Milan Kumar Hazra

Milan Kumar Hazra
Assistant ProfessorBiography
Milan obtained his bachelor’s degree in chemistry from Calcutta University in 2011 and joined the Integrated PhD program in chemical Science division at Indian Institute of Science (IISc), Bangalore. He pursued his doctoral research and received his PhD in theoretical physical chemistry under the supervision of Professor Biman Bagchi in 2019 from Solid State and Structural Chemistry Unit, IISc. During his doctoral research, Milan thoroughly investigated the phenomena of collective relaxations and it’s connection to solvation dynamics in dipolar binary mixtures and even went on to decode liquid state structure-dynamics paradigm of proteins and small molecules in aqueous media with the aids of computational battery and understandings borrowed from fundamental statistical mechanics.
Thereafter in 2019, for his postdoctoral studies, Milan moved to the Department of Chemical and Structural Biology at Weizmann Institute of Science, Israel and was mentored by Professor Yaakov Levy. During his stay, he was primarily interested in decoding the molecular Grammer of phase separation in disordered proteins and thermodynamic origin of their ultra-high affinity. Currently he is serving as an assistant professor in the department of chemistry, IIT Jodhpur. In his free times, Milan loves reading Sci-Fi and thrillers, photography and outdoor games.
Current Research
We are a budding group of theoretical physical chemists and computational biophysicists fascinated to understand minute rhythm in biological systems in diverse time and length scales. Blending molecular simulations with the formulations of statistical mechanics, we are currently aiming toward developing
(I) An understanding of entropy mediated subtle molecular recognition processes.

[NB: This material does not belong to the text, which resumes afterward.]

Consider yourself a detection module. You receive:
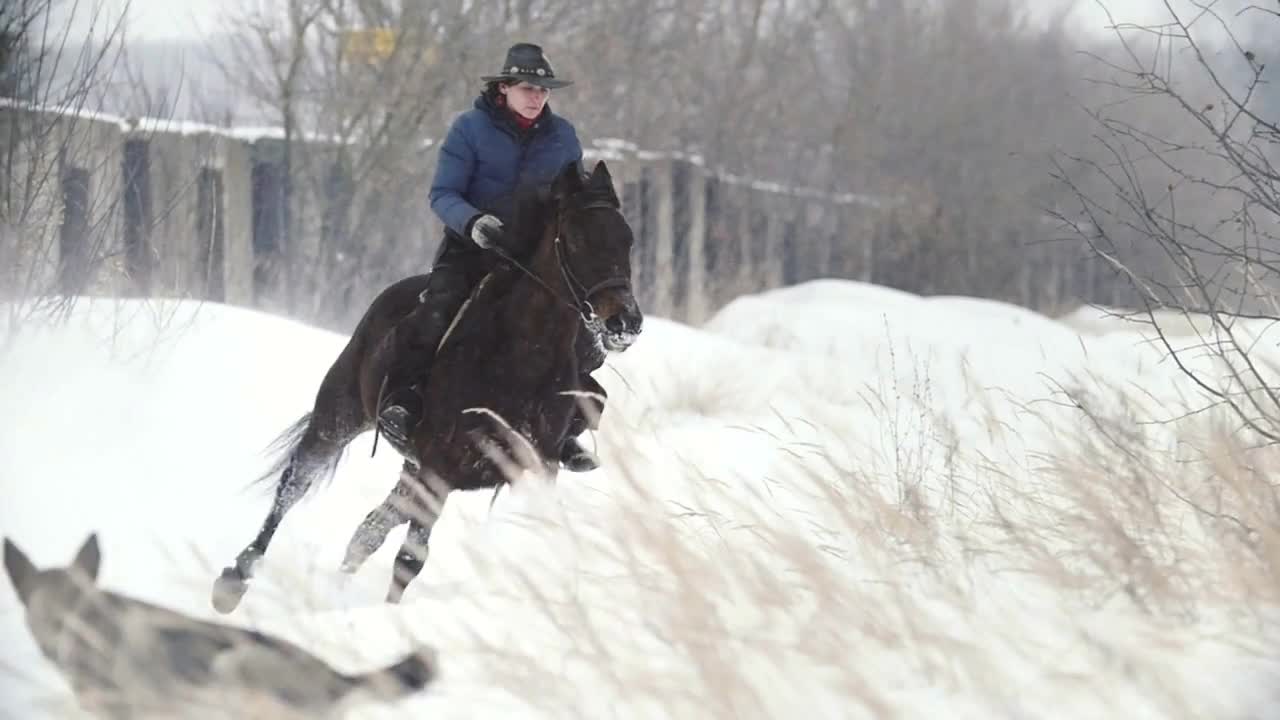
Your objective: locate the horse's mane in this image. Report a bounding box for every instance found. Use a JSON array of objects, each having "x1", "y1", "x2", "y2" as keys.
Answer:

(II) A consensus of thermodynamic and kinetic roles of IDR conformational ensembles in dynamic autoinhibition.
(III) A molecular picture elucidating the role functional disorder in molecular chaperones.
(IV) In addition, with our mesoscale structure-based coarse-grained simulation approach, we are actively looking at chromatin organization in cell nucleus at molecular length scales.
(V) Apart from finding the answers of fundamental problems at the interface of chemistry and biology, we even develop and employ new computational methods to study problems of our interest.